Cadre général de la lutte contre le blanchiment

Dans la majorité des pays, la lutte contre le blanchiment de capitaux
s’inscrit dans un cadre légal érigeant cette pratique en une infraction pénale
distincte de celles définies par le Code pénal. C’est dans cet esprit qu’a été
promulguée la loi n°2003-75 du 10 décembre 2003, relative au soutien des
efforts internationaux de lutte contre le terrorisme et à la répression du
blanchiment d’argent. Cette loi a fait l’objet d’une importante mise à jour le
12 août 2009 et qu’il convient d’analyser en profondeur[1].

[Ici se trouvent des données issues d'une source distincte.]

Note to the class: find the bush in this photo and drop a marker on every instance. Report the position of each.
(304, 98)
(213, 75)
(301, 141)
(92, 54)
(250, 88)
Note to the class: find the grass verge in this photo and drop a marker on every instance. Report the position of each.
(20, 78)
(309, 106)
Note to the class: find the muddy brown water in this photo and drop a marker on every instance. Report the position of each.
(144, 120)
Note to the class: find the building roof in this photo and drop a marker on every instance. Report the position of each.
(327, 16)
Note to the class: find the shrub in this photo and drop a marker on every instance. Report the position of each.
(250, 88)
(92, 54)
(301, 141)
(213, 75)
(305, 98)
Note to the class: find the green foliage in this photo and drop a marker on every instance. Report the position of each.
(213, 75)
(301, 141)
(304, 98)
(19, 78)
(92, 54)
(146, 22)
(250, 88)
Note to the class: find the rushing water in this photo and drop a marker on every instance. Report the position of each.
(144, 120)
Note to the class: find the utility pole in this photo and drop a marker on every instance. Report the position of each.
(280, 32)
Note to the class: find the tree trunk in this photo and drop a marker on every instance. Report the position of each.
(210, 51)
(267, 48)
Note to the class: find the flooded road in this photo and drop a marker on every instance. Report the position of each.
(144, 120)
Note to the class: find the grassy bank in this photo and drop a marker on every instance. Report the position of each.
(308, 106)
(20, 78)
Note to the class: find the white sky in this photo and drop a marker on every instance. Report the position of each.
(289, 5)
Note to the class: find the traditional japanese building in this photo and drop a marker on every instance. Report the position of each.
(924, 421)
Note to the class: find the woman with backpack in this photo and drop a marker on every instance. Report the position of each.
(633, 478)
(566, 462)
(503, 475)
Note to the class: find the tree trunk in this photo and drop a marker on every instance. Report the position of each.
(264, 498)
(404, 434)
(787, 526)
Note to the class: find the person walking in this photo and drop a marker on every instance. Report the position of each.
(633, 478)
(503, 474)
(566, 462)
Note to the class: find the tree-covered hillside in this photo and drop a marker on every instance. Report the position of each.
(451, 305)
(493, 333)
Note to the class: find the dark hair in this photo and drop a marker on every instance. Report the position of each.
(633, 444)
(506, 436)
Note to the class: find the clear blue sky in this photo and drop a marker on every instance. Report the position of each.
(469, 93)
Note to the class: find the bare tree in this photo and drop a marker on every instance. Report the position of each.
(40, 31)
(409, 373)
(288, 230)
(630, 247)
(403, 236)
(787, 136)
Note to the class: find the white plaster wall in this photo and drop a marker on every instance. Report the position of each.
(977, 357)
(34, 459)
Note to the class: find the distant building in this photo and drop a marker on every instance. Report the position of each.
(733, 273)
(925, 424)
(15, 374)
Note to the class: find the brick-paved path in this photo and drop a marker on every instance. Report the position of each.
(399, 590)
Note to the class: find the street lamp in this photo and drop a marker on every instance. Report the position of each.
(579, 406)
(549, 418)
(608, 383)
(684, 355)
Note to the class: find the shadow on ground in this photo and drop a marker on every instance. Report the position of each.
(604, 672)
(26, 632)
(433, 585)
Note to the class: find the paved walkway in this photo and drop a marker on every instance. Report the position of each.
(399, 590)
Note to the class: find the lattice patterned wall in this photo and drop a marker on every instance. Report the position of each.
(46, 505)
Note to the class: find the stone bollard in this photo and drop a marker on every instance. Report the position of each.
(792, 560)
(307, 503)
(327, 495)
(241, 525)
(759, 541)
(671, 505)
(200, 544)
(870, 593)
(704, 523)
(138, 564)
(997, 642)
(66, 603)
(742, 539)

Ce que dit la législation tunisienne

La loi prévoit une définition extensive du blanchiment qui concerne aussi
bien les produits des crimes que des délits, et ce que l’infraction principale
a réalisé en Tunisie ou à l’étranger. Les sanctions peuvent aller jusqu’à 10
ans de prison et une amende égale à la moitié de la valeur des biens objet du
blanchiment.

La loi ne se contente pas uniquement de sanctionner les auteurs d’actes
prohibés. En effet, elle fait peser sur plusieurs professionnels certaines
obligations au risque d’être sanctionnés s’ils ne les remplissent pas, au
mieux pour négligence, sinon pour complicité. Elle oblige ces acteurs à une
vigilance accrue vis-à-vis des opérations douteuses et leur impose de mettre
en place les outils et procédures adéquats.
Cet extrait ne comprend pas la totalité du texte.